A 911 task force identified the “vulnerability of newer technologies” in a preliminary report about Verizon 911 failures during the June 29 mid-Atlantic derecho wind storm. Traditional hard-wired connections meant power loss didn’t result in loss of a dial tone or service, it said. The report named VoIP and standard Internet Protocol as two very different technologies that, when the power’s out, lose “access to 9-1-1 once the back-up battery contained within the equipment, drains,” the 911 directors said. Cellphones also encounter problems due to network congestion and the possibility of physical damage to cell sites, the report said.
The Association of Public-Safety Communications Officials pressed the FCC in a meeting with David Furth, deputy chief of the Public Safety Bureau, to move forward “as soon as possible” on a “basic requirement” that wireless carriers be able to deliver emergency texts to 911 call centers. “We have ... been encouraged by recent successful trials of text-to-9-1-1 capability utilizing existing texting technology,” said an ex parte filing (http://xrl.us/bnv67i). The order should require that “there be a ‘bounce back’ message informing the sender to make a 9-1-1 voice call when a text cannot be delivered,” APCO said. “APCO International understands that compliance deadlines and other implementation rules related to the order will need to be considered in a further notice of proposed rulemaking. However, deferring action on the basic requirement would only lead to uncertainty and delay serious consideration of implementation issues and requirements."

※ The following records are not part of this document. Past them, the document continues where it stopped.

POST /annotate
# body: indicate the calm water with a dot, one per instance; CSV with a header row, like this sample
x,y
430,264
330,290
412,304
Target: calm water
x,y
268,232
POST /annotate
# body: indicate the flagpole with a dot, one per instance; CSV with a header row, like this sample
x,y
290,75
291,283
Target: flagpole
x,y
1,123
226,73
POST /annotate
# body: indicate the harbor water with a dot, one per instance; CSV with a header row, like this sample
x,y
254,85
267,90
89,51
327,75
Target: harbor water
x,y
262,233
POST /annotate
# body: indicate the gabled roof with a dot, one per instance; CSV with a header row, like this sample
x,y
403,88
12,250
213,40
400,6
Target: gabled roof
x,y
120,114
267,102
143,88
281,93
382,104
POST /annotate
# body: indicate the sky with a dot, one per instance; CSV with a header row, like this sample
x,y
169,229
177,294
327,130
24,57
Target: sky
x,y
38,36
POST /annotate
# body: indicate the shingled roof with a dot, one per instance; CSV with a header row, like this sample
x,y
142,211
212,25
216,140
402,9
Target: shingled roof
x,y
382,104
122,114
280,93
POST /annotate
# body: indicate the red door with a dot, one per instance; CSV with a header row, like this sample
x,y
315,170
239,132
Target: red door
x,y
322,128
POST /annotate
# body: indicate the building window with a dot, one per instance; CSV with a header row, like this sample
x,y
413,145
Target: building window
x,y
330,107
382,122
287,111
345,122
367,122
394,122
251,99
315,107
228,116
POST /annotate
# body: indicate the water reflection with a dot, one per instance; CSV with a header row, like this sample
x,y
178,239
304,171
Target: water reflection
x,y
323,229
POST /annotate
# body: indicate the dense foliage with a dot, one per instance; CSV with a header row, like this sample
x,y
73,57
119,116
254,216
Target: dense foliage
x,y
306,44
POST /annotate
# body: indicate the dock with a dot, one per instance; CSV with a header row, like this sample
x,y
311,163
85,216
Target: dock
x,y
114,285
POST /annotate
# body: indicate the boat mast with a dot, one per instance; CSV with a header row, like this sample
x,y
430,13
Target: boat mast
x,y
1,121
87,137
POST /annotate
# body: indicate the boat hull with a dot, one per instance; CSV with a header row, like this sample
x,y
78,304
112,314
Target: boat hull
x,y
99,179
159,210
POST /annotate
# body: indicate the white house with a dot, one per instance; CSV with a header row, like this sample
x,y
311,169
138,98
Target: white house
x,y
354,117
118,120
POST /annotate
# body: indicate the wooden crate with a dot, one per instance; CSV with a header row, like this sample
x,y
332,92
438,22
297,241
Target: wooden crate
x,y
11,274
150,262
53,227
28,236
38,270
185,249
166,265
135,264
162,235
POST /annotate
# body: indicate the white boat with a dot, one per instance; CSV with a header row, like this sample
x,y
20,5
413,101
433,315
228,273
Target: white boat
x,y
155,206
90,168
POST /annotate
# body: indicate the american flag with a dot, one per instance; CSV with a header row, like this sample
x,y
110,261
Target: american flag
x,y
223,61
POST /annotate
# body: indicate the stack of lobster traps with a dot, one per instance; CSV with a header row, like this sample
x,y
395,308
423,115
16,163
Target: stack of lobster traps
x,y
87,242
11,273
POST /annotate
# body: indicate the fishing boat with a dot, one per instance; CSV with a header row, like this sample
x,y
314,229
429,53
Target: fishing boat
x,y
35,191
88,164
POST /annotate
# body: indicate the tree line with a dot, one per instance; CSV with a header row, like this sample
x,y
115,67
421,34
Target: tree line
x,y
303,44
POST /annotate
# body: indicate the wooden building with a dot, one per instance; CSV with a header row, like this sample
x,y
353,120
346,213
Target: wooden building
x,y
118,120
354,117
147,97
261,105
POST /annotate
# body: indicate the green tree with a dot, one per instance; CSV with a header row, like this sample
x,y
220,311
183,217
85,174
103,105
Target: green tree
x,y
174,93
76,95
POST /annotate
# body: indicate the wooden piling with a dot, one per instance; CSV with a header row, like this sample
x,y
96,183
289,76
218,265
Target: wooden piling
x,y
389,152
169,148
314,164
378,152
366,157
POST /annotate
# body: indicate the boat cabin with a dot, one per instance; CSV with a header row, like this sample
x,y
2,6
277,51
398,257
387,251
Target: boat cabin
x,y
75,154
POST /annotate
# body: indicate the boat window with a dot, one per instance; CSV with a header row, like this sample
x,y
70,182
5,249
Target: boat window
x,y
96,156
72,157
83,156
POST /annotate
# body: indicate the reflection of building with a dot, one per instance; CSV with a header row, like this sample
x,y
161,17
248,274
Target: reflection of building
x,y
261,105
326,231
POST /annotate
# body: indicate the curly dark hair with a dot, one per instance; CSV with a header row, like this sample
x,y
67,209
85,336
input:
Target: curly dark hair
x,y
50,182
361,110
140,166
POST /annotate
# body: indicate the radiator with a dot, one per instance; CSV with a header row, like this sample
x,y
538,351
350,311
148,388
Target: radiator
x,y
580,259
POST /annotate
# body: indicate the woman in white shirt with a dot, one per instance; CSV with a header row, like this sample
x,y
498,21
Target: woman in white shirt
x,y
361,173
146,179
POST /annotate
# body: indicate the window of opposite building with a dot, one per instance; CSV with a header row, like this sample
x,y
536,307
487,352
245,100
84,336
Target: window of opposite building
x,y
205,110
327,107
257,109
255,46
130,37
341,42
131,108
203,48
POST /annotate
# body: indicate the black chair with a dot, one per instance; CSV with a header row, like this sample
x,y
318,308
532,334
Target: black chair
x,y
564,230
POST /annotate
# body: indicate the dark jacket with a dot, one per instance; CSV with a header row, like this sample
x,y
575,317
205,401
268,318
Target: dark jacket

The FCC established a pleading cycle on a proposed spectrum swap between failed merger partners AT&T and T-Mobile. In the proposed swap, AT&T would get 5 to 20 MHz of PCS spectrum in 54 cellular marketing areas. T-Mobile would get in return 10 to 20 MHz of PCS spectrum in 43 CMAs. “Our preliminary review further indicates that in 35 CMAs, AT&T and T-Mobile would exchange equal amounts of PCS spectrum; in 12 CMAs, AT&T would gain 10 megahertz of PCS spectrum; and in 8 CMAs, T-Mobile would gain 5 to 10 megahertz of PCS spectrum as a result of the proposed transaction,” said the notice from the Wireless Bureau (http://xrl.us/bntd7i). T-Mobile would also pick up a 10 MHz AWS-1 license covering Spokane, Wash. Petitions to deny are due Oct. 23, oppositions Nov. 2 and replies Nov. 9. In June, T-Mobile and Verizon Wireless agreed to a spectrum swap for the purchase and exchange of AWS licenses in 218 markets (CD June 26 p1). The companies did not make formal announcements about the deal, but applications were filed at the FCC Aug. 10, a T-Mobile spokesman said Wednesday.
The FCC Enforcement Bureau is cracking down on the sale of illegal signal jamming devices on the Internet. The bureau served notice Friday it’s issued two separate citations, posting both on the FCC’s main webpage. The bureau issued a citation against a Florida man, for allegedly selling wireless signal jammers on Craigslist.org. Richard Naparty had advertised the device on the Internet site as a “high power cell phone and wireless device jammer with an effective distance of 100 ft. radius. Great for restaurants, doctors offices, stores or just plain fun,” the FCC quoted the ad as saying.